One of the problems with current blockchain technology is that every node has to store everything. With Ethereum there are plans to implement sharding at some point in the future. Implementing a fresh blockchain for each major project is way to have sharding today. Ethereum full nodes would only sync the blockchains that they are utilising. If a project is going to be storing a very large amount of data on-chain, using a separate blockchain means not subjecting everyone else to huge storage requirements.
The DAO fork has fractured our community. Many immutability fundamentalists such as myself found it highly distressing for a hard fork to be implemented to fix a problem in an individual smart contract. If The DAO had been implemented on its own blockchain the fork could have been implemented just on that blockchain. Those not using The DAO would not have cared as the immutability of their chains would not have been affected. The DAO community would definitely have forked the DAO chain as it would have been essentially useless without it. All of the strife could have been avoided.
In this way each community can have the level of immutability they require and the damaging effects of hard forks can be isolated.
The clever technique called Sidechains or 2-way peg essentially allows tokens to be teleported back and forth between different blockchains. In this way Ether could have been teleported into the DAO blockchain in return for the DAO token.
Of course if each big project has a separate blockchain then it becomes necessary to have different tokens to pay for transactions in different projects. This can be eased by using services like ShapeShift. It should also be possible to convert tokens in an automated manner using smart contracts. One possibility that has been previously discussed is the ability to pay transaction fees using any token.
It should certainly be possible for smart contracts to read state and issue transactions on other blockchains. This is a very new and evolving area. Essentially it would involve checking Merkle proofs from a foreign blockchain in a smart contract.
More conservative adoption of new features
Ethereum is changing rapidly. Every hard fork that introduces new functionality also runs the risk of something going wrong. By observing how new features perform on other Ethereum blockchains before deploying to app-specific blockchains risk can be reduced.
Separate blockchains can of course modify how Ethereum works. Potentially making substantial changes to support a specific use case.
Ethereum is still considered as too expensive for many applications. Transaction price in real terms is expected to go down eventually (scaling, mature fee market). With a custom chain many parameters relating to the price can be modified. Also a new chain may initially have a much lower price per token.
On the main Ethereum chains the transaction size is still quiet limited. This can cause problems for developers and users alike. With a custom chain the mining software can be configured to vote for bigger transactions.
One of the advatages of creating tokens on the main Ethereum chains is that they can implement the token interface. This means software can be written to integrate any token. However this does not apply to tokens that are the crypto-fuel for other blockchains or tokens implemented on other blockchains. A standard needs to be defined so such tokens can be integrated in a generic fashion.

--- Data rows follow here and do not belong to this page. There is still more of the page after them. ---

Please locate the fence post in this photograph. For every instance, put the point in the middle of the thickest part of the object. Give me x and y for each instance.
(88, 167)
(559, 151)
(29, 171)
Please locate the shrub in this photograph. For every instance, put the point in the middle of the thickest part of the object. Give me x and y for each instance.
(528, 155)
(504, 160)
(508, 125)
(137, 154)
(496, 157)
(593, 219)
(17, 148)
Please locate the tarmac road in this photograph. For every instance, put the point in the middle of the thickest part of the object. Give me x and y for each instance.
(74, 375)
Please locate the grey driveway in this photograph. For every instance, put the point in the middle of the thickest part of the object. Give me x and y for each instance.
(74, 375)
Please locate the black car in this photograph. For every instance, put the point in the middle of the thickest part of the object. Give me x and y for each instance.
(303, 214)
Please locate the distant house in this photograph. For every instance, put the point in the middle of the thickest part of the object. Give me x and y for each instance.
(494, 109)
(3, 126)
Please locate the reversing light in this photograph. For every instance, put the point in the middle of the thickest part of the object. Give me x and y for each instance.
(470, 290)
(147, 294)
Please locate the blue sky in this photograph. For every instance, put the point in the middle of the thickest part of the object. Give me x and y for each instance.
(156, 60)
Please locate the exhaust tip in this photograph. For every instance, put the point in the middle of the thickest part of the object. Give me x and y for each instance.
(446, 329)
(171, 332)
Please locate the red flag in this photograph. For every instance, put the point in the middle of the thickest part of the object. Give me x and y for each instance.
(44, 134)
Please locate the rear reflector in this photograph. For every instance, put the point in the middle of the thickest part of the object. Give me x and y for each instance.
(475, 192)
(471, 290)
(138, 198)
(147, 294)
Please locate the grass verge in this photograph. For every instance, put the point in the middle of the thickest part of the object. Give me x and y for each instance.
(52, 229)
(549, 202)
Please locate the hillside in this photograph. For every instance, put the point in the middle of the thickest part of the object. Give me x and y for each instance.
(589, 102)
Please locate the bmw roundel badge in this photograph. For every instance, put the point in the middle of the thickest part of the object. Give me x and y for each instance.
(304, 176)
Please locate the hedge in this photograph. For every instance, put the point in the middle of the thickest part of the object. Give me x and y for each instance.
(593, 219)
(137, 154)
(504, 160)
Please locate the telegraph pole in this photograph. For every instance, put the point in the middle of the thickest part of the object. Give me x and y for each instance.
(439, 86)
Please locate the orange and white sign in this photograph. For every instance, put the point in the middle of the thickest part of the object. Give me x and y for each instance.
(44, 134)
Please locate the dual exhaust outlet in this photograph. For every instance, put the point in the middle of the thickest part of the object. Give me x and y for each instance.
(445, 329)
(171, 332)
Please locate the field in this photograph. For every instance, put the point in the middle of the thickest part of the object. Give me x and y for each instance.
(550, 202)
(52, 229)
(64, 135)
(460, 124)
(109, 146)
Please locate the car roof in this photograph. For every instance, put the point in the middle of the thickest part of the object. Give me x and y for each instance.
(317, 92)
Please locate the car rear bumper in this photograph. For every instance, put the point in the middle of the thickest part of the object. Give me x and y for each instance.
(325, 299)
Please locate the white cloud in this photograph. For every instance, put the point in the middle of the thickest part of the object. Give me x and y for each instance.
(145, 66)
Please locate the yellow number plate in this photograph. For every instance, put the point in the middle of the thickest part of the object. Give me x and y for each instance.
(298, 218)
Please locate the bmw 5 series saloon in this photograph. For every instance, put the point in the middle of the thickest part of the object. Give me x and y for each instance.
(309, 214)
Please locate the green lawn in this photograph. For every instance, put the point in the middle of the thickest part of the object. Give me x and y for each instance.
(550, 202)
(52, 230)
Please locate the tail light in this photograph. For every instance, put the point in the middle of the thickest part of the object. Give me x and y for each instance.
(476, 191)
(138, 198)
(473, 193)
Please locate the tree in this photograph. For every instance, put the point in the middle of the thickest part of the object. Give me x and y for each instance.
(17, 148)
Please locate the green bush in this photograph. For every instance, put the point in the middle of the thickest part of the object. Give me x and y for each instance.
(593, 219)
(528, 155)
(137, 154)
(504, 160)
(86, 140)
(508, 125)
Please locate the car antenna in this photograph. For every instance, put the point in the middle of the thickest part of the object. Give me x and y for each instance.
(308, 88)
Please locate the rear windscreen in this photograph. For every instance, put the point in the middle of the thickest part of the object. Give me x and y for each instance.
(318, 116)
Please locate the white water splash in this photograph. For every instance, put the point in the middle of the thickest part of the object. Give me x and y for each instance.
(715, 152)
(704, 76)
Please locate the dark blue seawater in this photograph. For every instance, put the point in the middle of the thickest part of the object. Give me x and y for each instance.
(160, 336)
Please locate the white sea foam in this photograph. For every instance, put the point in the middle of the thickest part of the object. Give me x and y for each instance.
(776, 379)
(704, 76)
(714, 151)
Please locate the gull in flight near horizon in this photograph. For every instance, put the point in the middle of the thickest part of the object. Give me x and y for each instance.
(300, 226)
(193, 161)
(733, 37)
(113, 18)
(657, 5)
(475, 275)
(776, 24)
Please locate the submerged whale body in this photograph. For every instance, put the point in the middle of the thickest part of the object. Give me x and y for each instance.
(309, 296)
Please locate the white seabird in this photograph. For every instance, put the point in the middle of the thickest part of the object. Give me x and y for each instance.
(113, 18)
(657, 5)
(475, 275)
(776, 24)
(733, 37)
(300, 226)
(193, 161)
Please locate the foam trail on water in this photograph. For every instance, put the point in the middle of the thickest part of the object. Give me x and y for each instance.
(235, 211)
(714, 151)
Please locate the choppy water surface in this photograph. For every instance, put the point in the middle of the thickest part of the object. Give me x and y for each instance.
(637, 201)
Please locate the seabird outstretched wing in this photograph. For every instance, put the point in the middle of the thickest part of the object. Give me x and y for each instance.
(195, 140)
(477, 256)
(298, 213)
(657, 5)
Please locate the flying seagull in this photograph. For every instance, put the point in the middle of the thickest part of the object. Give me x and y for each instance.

Ideally, account keys could be shared across multiple blockchains to ease identity management. However this enables transaction replay attacks. One way to solve this is to use different transaction nonces like the Ethereum testnet. However a more generic solution to this problem should be found.
The upcoming Ethereum dapp browser Mist can only operate on one blockchain at a time. It would be really amazing if it could connect to multiple Ethereum blockchains simultaneously.
While Ethereum does not currently support merged mining, it is still possible in theory. If all Ethereum blockchains could share the same proof of work this would solve the problem of small blockchains being able to be attacked by a single actor with a large mining capacity.
I hereby encourage everyone starting a big project on Ethereum to consider implementing it on an independent blockchain and to improve blockchain interoperability.